Ils ont également provoqué des traumatismes psychologiques profonds, aggravés par l’absence de soins médicaux adéquats et le manque de transparence sur les risques réels». Aussi, déplorent-elles «l’absence de réponse à ce jour, ce qui reflète la persistance d’une négligence officielle face à une tragédie humanitaire et environnementale qui dure depuis trop longtemps». Selon ces organisations internationales, les tensions diplomatiques actuelles entre l’Algérie et la France «ne doivent pas servir de prétexte pour ignorer ce dossier ou justifier l’inaction». Bien au contraire, «la sensibilité des relations entre les deux pays devrait inciter à placer l’intérêt humanitaire commun au-dessus de tout différend politique ou circonstanciel, et à traiter cette question comme un dossier fondamentalement humanitaire, de droits humains et environnementaux, ne pouvant faire l’objet de marchandages ou de reports».
Une priorité absolue
Les 20 ONG demandent à la France d’«ouvrir des discussions sérieuses entre les deux gouvernements afin de faire du dossier des essais nucléaires une priorité absolue, en l’abordant avec sérieux et responsabilité, compte tenu des dommages environnementaux, sanitaires et humains dont les effets persistent encore aujourd’hui». Elles recommandent en outre, «de mettre en place une commission conjointe de suivi des conséquences des essais nucléaires et autres essais sur la santé et l’environnement, composée de représentants des deux gouvernements, de parlementaires et d’associations de victimes, chargée d’assurer le suivi du dossier et de renforcer la transparence, garantissant ainsi un engagement effectif des deux parties».

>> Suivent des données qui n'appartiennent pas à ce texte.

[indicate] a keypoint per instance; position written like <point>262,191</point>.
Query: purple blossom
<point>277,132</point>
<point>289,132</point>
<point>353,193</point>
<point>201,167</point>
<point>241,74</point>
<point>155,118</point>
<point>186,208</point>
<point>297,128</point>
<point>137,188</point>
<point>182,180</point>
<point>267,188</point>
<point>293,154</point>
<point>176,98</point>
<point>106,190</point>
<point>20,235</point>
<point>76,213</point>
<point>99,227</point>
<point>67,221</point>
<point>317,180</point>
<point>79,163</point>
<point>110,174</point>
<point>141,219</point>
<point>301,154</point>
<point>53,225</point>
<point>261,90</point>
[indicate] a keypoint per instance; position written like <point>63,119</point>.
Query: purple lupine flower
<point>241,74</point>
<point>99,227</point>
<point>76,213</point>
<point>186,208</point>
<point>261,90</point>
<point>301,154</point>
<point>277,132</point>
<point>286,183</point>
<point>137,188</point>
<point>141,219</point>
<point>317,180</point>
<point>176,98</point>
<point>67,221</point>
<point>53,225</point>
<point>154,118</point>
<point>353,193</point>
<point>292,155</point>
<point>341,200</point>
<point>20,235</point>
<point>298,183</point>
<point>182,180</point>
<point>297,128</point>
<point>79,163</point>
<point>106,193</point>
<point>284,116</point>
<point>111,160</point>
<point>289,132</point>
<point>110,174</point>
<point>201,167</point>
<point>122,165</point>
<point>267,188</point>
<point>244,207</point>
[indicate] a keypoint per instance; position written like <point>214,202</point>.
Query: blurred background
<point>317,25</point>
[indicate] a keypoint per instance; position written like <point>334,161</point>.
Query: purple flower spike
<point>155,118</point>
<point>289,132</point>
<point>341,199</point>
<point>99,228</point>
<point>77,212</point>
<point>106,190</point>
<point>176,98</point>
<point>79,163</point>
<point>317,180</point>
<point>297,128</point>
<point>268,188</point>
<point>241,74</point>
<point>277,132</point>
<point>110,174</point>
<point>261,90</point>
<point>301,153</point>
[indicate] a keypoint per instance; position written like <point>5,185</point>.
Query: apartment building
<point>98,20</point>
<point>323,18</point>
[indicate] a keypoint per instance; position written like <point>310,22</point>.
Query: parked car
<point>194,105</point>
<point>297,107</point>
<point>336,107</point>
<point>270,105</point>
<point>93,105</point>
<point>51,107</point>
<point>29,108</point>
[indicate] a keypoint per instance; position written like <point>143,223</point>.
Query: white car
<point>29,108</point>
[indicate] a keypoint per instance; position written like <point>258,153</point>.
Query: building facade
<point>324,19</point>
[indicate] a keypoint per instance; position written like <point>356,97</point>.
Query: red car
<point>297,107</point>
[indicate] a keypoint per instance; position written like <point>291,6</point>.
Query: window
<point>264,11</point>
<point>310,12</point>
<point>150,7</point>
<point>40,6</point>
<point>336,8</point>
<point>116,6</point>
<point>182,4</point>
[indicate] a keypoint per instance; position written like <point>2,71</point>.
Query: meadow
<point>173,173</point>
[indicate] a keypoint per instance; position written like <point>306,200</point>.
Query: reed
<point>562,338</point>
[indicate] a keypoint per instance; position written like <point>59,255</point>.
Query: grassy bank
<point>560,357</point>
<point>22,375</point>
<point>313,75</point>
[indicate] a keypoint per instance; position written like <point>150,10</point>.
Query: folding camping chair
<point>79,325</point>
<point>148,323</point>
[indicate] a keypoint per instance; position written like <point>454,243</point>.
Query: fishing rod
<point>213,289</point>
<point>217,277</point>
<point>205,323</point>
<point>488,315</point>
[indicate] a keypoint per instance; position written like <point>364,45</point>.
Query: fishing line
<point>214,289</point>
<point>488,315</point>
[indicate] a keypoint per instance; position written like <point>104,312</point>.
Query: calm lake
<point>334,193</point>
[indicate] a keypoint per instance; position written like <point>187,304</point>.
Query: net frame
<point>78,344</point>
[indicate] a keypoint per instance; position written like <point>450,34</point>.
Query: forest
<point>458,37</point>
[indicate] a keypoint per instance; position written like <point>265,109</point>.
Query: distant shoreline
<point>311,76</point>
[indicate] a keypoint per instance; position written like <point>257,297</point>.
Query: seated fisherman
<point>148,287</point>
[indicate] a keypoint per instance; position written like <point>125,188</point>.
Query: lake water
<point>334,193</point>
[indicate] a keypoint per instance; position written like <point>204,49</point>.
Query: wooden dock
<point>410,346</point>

Elles pressent la France à divulguer immédiatement «tous les documents et cartes relatifs aux essais nucléaires, y compris les emplacements d’enfouissement des déchets radioactifs, la remise à l’Algérie d’une copie complète des archives nucléaires, la cessation du recours au prétexte de la sécurité nationale», et enfin de «prendre des mesures concrètes pour remédier aux dommages causés par les essais nucléaires, y compris la dépollution des zones contaminées, ainsi que la signature et la ratification du Traité sur l’interdiction des armes nucléaires (TIAN) comme geste de bonne foi garantissant vérité et justice pour les populations affectées.